Na determinação do que se deva considerar por mínimo necessário ao sustento digno do devedor, a opção do legislador foi pois a de utilizar um conceito aberto, que tem por subjacente o reconhecimento do princípio da dignidade humana assente na noção do montante que é indispensável a uma existência condigna, a avaliar face às particularidades da situação concreta do devedor em causa”.
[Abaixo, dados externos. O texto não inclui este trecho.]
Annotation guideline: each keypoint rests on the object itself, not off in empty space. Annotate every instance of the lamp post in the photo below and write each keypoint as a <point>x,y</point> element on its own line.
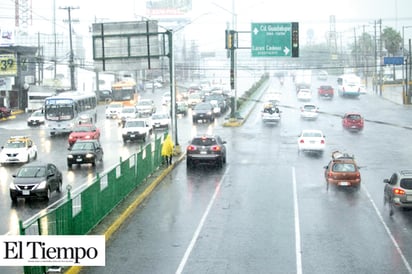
<point>232,55</point>
<point>71,57</point>
<point>408,61</point>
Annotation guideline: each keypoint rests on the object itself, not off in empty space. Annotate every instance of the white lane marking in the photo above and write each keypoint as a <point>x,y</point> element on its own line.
<point>395,243</point>
<point>200,226</point>
<point>298,248</point>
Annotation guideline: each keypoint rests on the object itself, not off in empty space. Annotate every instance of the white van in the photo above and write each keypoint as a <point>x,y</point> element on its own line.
<point>349,85</point>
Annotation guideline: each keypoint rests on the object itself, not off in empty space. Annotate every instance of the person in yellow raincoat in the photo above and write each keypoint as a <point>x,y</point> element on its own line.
<point>167,150</point>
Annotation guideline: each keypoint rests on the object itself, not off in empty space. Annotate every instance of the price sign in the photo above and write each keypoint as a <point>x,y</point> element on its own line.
<point>8,65</point>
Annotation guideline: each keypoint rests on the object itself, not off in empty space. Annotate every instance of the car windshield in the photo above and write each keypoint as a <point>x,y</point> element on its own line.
<point>202,107</point>
<point>406,183</point>
<point>354,117</point>
<point>343,167</point>
<point>134,124</point>
<point>30,172</point>
<point>84,129</point>
<point>128,110</point>
<point>144,103</point>
<point>83,146</point>
<point>204,141</point>
<point>14,145</point>
<point>309,107</point>
<point>159,116</point>
<point>311,134</point>
<point>115,106</point>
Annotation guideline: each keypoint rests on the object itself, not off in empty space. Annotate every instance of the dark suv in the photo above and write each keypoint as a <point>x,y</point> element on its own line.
<point>85,152</point>
<point>398,190</point>
<point>206,150</point>
<point>342,171</point>
<point>326,91</point>
<point>353,121</point>
<point>36,180</point>
<point>203,111</point>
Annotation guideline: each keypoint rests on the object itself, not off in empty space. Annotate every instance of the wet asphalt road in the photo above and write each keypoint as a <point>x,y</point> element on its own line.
<point>268,210</point>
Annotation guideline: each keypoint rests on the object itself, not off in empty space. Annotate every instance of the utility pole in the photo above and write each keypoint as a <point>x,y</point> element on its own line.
<point>71,56</point>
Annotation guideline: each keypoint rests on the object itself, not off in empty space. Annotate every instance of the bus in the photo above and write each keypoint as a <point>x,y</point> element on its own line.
<point>36,96</point>
<point>125,91</point>
<point>67,109</point>
<point>349,85</point>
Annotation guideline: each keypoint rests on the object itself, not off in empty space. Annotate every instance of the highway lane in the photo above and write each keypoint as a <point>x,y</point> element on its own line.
<point>268,210</point>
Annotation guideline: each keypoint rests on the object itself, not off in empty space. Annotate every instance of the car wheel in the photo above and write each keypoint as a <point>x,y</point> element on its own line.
<point>189,163</point>
<point>219,163</point>
<point>60,186</point>
<point>48,194</point>
<point>13,198</point>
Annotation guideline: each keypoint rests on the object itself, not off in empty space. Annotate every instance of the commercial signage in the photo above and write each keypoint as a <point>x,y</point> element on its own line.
<point>274,39</point>
<point>8,65</point>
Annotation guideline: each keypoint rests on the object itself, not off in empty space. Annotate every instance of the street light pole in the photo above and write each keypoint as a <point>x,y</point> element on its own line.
<point>406,79</point>
<point>71,57</point>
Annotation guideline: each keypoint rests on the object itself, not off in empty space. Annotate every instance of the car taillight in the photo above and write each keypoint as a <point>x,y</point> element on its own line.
<point>191,148</point>
<point>398,191</point>
<point>215,148</point>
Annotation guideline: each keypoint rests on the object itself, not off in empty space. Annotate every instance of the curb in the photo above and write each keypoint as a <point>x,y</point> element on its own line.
<point>130,209</point>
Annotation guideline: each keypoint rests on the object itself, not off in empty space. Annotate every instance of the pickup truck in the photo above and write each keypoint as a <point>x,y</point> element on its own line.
<point>136,129</point>
<point>271,114</point>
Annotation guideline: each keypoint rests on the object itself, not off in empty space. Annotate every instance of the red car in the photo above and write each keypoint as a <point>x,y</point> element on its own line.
<point>84,132</point>
<point>5,112</point>
<point>326,91</point>
<point>353,121</point>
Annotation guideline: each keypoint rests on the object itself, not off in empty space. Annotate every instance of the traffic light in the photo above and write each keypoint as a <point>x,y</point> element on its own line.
<point>295,39</point>
<point>229,39</point>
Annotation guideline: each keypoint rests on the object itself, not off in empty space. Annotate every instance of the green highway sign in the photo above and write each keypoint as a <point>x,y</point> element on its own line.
<point>272,40</point>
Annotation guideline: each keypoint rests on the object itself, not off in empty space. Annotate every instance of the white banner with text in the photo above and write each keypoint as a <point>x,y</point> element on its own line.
<point>70,250</point>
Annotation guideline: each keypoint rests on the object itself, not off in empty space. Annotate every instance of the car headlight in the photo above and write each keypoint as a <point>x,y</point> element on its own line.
<point>42,185</point>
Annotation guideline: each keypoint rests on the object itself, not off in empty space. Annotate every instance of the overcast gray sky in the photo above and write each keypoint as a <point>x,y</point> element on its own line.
<point>211,17</point>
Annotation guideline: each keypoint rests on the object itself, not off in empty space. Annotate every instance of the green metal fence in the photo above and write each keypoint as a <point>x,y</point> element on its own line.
<point>84,208</point>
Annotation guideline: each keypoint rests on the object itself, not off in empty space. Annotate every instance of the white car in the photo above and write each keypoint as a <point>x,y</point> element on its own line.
<point>166,98</point>
<point>113,110</point>
<point>309,112</point>
<point>18,149</point>
<point>311,140</point>
<point>145,107</point>
<point>160,120</point>
<point>304,94</point>
<point>36,118</point>
<point>127,112</point>
<point>270,113</point>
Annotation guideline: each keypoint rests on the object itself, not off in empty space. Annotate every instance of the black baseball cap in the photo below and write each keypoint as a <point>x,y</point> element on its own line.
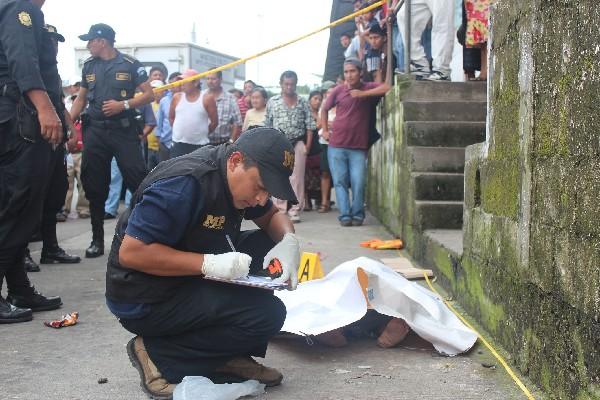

Temos assim que o limite mínimo a considerar como excluído do rendimento disponível, para efeitos do normativo indicado, há-de ser calculado em cada caso, de acordo com a concreta condição do devedor, orientado apenas pelo critério do que seja o sustento minimamente condigno deste e do respectivo agregado familiar; ou seja, impõe-se uma efectiva ponderação casuística no juízo a formular quanto à fixação do quantitativo excluído da cessão dos rendimentos.

Esta posição vem sendo defendida por boa parte da jurisprudência dos nossos Tribunais Superiores e é também por nós sufragada (cfr. acórdãos da RL de 12/04/2011, proc. nº. 1359/09TBAMD, de 22/09/2011, proc. nº. 2924/11.0TBCSC-B e de 9/04/2013, proc. nº. 2669/12.4YXLSB-B; acórdão da RP de 12/06/2012, proc. nº. 51/12.2TBESP-E; acórdão da RC de 12/03/2013, proc. nº. 1254/12.5TBLRA-F, todos acessíveis em www.dgsi.pt).

Reportando-nos ao caso em apreço, a decisão recorrida, que deferiu liminarmente o pedido de exoneração do passivo restante, fixou o montante de € 550 mensais a ser excluído do rendimento disponível, para os efeitos do artº. 239º, nº. 3 do CIRE, a fim de ser afecto ao sustento dos insolventes/recorrentes.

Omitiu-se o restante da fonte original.